Валентина и Наталья переглянулись и не стали с нею спорить.
Как-то раз Валентина, принеся чайник и задав вопрос насчет желаний, услышала от нового постояльца, мужчины лет сорока пяти, задумчивого и внимательного:
– Нет, спасибо. А ваша администратор, она давно тут работает?
– Да.
– И живет здесь тоже давно? В поселке?
– С детства. А что?
– Да похожа на мою жену-покойницу. Как сестра прямо. Странно – где Мурманск и где Грежин…
– Бывает. На меня недавно один тоже удивился, что я на его дочь похожа. Ну, ему за шестьдесят уже, хоть и бодрый. Такие вещи предлагал, вы не поверите!
– Почему? Сейчас такая жизнь, все будто что-то наверстывают. Особенно кто при социализме пожил.
– Ну да, понимаю. Но я ему категорически сказала: вы что, собственную дочь, что ли, хотите? Это чем попахивает, вы соображайте вообще-то! Он сразу смутился. Нет, говорит, что вы похожи, это одно, а что я заинтересовался, это другое.
– Но играет роль, – задумчиво сказал задумчивый мужчина.
– Эх! – с горечью выдохнула Валентина.
– Что? – насторожился он.
– Да ничего. Завтра вот уедете, будете вспоминать, что была хорошая женщина в Грежине. Понравилась. Будете жалеть, что даже не поговорили. А чтобы взять и сказать: Наташа, давайте пообщаемся, как люди! Что в этом такого?

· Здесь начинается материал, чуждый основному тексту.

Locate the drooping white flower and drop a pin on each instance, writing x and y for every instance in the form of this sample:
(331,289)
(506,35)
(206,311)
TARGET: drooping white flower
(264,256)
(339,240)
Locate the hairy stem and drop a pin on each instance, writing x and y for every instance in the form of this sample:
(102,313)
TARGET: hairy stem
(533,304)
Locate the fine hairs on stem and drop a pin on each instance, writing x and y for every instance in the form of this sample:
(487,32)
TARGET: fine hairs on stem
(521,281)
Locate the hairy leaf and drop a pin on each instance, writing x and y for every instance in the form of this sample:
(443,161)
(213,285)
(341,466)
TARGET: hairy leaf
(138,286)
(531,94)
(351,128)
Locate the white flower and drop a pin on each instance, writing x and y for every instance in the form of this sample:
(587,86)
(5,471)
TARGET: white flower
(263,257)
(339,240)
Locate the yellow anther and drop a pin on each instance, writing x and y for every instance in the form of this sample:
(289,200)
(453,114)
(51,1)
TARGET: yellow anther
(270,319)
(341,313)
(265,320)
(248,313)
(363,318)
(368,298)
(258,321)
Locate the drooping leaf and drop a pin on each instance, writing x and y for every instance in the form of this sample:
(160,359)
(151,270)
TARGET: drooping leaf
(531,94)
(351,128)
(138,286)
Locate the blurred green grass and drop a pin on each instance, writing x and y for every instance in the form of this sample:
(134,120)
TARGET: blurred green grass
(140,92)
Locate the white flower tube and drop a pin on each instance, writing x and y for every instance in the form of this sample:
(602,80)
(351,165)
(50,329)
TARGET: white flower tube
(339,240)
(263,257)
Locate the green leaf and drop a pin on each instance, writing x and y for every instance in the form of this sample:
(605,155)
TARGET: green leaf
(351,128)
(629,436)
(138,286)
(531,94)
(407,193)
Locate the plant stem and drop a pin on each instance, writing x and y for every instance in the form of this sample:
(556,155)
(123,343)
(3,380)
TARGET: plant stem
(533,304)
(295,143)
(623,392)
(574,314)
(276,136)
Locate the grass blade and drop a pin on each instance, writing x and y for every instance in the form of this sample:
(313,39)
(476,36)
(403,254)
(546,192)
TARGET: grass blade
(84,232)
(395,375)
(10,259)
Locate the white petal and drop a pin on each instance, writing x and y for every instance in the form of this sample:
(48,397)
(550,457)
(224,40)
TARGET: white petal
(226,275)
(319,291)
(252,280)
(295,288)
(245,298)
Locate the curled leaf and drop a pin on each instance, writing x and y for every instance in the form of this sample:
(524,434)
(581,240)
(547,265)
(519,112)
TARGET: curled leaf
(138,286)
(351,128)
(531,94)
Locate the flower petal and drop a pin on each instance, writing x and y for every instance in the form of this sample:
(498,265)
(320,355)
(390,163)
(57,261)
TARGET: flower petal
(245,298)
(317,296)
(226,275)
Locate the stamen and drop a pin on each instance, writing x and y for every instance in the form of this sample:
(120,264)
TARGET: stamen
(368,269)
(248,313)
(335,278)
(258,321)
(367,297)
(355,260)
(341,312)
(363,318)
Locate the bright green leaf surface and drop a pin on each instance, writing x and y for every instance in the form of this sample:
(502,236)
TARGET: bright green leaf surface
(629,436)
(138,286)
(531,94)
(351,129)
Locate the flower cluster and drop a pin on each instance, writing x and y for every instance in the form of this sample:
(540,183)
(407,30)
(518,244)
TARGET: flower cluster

– Считаете? Действительно… А какой номер администратора?
Мужчина взялся за телефон, но передумал.
– Нет. По телефону как-то…
– Так спуститесь.
– Нет. А если вы ей… Ну, мягко… Намекнете, что… Ну… Пообщаться, и все такое. Я совсем в этих делах… То есть не в этих, которые… Ну, понятно, да? Пожалуйста!
– Ладно.
И Валентина поговорила с Натальей.
Та возмутилась, обидела подругу:
– Хочешь, чтобы я такая, как ты, стала?
И тут же извинилась:
– Прости, Валь. Просто – не могу.
А через час позвонила Валентине в ее комнатку и сказала:
– Посиди за меня, я отлучусь.
Валентина спустилась, Наталья ждала ее, перебирая бумаги, глядя в стол. Не поднимая глаз, сказала:
– Если кому… Убью и с работы выгоню!
– О чем речь!
И Наталья ушла.
Часа полтора или два ее не было.
Вернулась. Волосы слегка растрепаны, щеки в пятнах, помада на губах смазана.
– Ну? Получилось? – надеялась Валентина, улыбаясь, готовая поздравить.
– Нет. До самого дошли… До прямо до этого. Он даже начал уже. А я умом хочу, а чувствую – душа не принимает. Отпихнула его и… И все. Обиделся, наверно. Валя, давай договоримся: ничего не было.
– А разве было?
Сказав это, Валентина вдруг поняла: да и у нее не было, если по большому счету. Она половины мужчин имен даже не помнит, включая того первого, артистичного. Нет, когда это происходит, иногда бывает хорошо. Как пьянице, когда он пьет. Но потом у пьяницы обязательно похмелье, и у нее тоже что-то в этом роде. Не мутит, голова не болит, но какая-то распирающая изнутри пустота.
Но она привыкла к этому, как и пьяница смиряется с неизбежным похмельем. Проходит несколько дней, и то, как ему было плохо, забывается – участь любой боли, а то, как было хорошо, помнится, и возникает желание повторить.